I’m glad someone got to the bottom of this issue.
You had the temperature too high. I use an IR thermometer. Nonna from the old country just knows how long to wait for it to cool down enough which is why it looks like magic easy in their YouTube videos.
Subjects: Soft Condensed Matter
This has to be targeting igNobels
I must admit, the paper inspired me cook a pasta as close as possible to suggestions, together with Claude ingesting the PDF and the result was really good.
Thanks, physics PHDs!
"We thank Tetsuya Spippayashi for enlightening clarifications on the historical origins of Cacio and pepe"
That surname can't be real...
Probably a bad transliteration.
Conlusion: just add some (possibly cooked) flour to your sauce. It's called "singer" in French.
The authors suggest corn or potato starch, not flour.
In Italy we just add to the pan some of the water in which the pasta was cooked; this is rich in starch due to the cooking process. This works with other recipes as well, for example gricia or aglio olio & peperoncino. I guess that adding flour would produce a texture more similar to gravy and that's not what we're going for in traditional Italian cooking.
Or beurre manie.
Cooking would suck a lot less if physicists who cared about clarity and precision wrote recipes.
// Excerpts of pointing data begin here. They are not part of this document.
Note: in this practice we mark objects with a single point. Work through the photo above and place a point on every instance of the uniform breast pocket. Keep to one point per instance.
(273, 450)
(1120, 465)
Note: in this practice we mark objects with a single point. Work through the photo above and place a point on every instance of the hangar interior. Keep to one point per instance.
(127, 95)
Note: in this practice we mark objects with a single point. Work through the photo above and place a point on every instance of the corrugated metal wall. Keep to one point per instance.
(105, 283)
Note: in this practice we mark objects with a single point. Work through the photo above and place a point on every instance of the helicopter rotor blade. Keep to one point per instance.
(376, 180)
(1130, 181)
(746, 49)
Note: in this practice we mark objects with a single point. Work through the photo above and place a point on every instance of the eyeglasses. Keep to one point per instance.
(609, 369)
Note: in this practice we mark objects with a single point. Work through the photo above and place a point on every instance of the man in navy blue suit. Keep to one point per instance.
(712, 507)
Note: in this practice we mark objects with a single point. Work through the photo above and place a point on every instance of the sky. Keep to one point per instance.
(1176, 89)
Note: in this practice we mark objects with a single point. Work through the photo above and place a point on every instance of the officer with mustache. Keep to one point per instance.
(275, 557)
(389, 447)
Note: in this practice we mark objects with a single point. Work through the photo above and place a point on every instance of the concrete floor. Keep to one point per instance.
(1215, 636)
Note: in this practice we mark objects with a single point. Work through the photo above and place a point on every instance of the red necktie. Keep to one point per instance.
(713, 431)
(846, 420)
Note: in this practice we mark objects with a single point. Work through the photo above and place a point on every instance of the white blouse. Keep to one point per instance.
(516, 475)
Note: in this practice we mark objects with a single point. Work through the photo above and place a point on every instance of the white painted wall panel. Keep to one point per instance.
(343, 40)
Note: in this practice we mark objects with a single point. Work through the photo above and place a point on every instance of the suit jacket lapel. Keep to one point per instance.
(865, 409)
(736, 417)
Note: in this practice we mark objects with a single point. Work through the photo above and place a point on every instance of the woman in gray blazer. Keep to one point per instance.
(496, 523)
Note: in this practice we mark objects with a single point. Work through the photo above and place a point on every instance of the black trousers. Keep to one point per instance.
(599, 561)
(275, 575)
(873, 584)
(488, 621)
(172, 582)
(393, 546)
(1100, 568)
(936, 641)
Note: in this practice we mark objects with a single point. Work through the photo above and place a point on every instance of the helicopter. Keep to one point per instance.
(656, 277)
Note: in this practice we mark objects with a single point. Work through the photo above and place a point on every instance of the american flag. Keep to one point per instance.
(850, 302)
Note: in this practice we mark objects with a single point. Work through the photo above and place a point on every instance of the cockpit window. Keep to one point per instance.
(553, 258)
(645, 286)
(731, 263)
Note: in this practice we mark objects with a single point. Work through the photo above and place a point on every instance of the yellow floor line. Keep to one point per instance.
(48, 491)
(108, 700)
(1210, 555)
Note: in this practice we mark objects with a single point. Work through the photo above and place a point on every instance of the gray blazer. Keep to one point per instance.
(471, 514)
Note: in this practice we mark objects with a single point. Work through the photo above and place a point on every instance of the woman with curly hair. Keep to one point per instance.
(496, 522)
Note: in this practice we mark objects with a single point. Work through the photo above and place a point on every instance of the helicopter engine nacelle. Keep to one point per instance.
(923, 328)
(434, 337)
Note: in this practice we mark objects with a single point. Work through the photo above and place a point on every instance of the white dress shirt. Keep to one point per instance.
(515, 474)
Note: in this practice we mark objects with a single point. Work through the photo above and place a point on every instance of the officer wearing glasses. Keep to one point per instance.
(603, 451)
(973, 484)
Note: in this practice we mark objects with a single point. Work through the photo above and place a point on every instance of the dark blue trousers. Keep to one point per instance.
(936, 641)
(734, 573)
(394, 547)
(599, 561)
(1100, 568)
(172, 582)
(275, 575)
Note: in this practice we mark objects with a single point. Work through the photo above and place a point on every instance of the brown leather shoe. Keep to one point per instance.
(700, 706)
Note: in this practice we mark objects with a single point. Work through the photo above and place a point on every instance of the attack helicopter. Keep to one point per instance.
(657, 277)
The main trick (to add cornstarch in order to achieve the right creaminess) is good for lots of recipes where you have milk/cheese and you want to make it creamy. It's a real ace up the cook's sleeve.
Someone get these guys hooked up with lasagna manifolds https://web.stanford.edu/~cm5/lasagna.pdf
This is the real hacker news. More of this!
We need more curiosity about things :)
corn... potato starch......... WTH?!
Ohh... I know what you did here!
Someone needs to train their LLMs with original italian BESTEMMIE and posted this link to encourage Italian people to write a lot of them.
Smart move :)
My wife attempted this recipe several times over the last few years, it always turned out to be a gunky mess. Maybe this will help!
As an Italian it is depressing that we only make headlines for pasta sauce...
dupe? ;D https://news.ycombinator.com/item?id=42591570
(@dang i actually dont mind u dont gotta do nothin)
A few days ago i complained about my internship to a friend of mine who answered: "scientific research isn't an arrow, it expands like an oil drop on the floor"
I get it now, i get it
btw, on italian subreddit cucina (cooking) they talk about how an italian chef had previously done a similar thing based on his experience
https://www.reddit.com/r/cucina/comments/1htahbk/250100536_s...
Now, please allow me a bit of sarcastic nationalism, but Welcome to Italy. The cradle of civilization.
>> Pecorino cheese was ideal due to its extraordinary shelf life, black pepper was used to stimulate heat receptors, and homemade spaghetti provided the carbohydrate intake
Likely people just happened to have pasta, pepper and pecorino chesse (since they raised sheep) and they put them all together because that beats eating each one on its own.
Or of course the article is right and pre-industrial sheep shepherds knew about carbohydrates and heat receptors.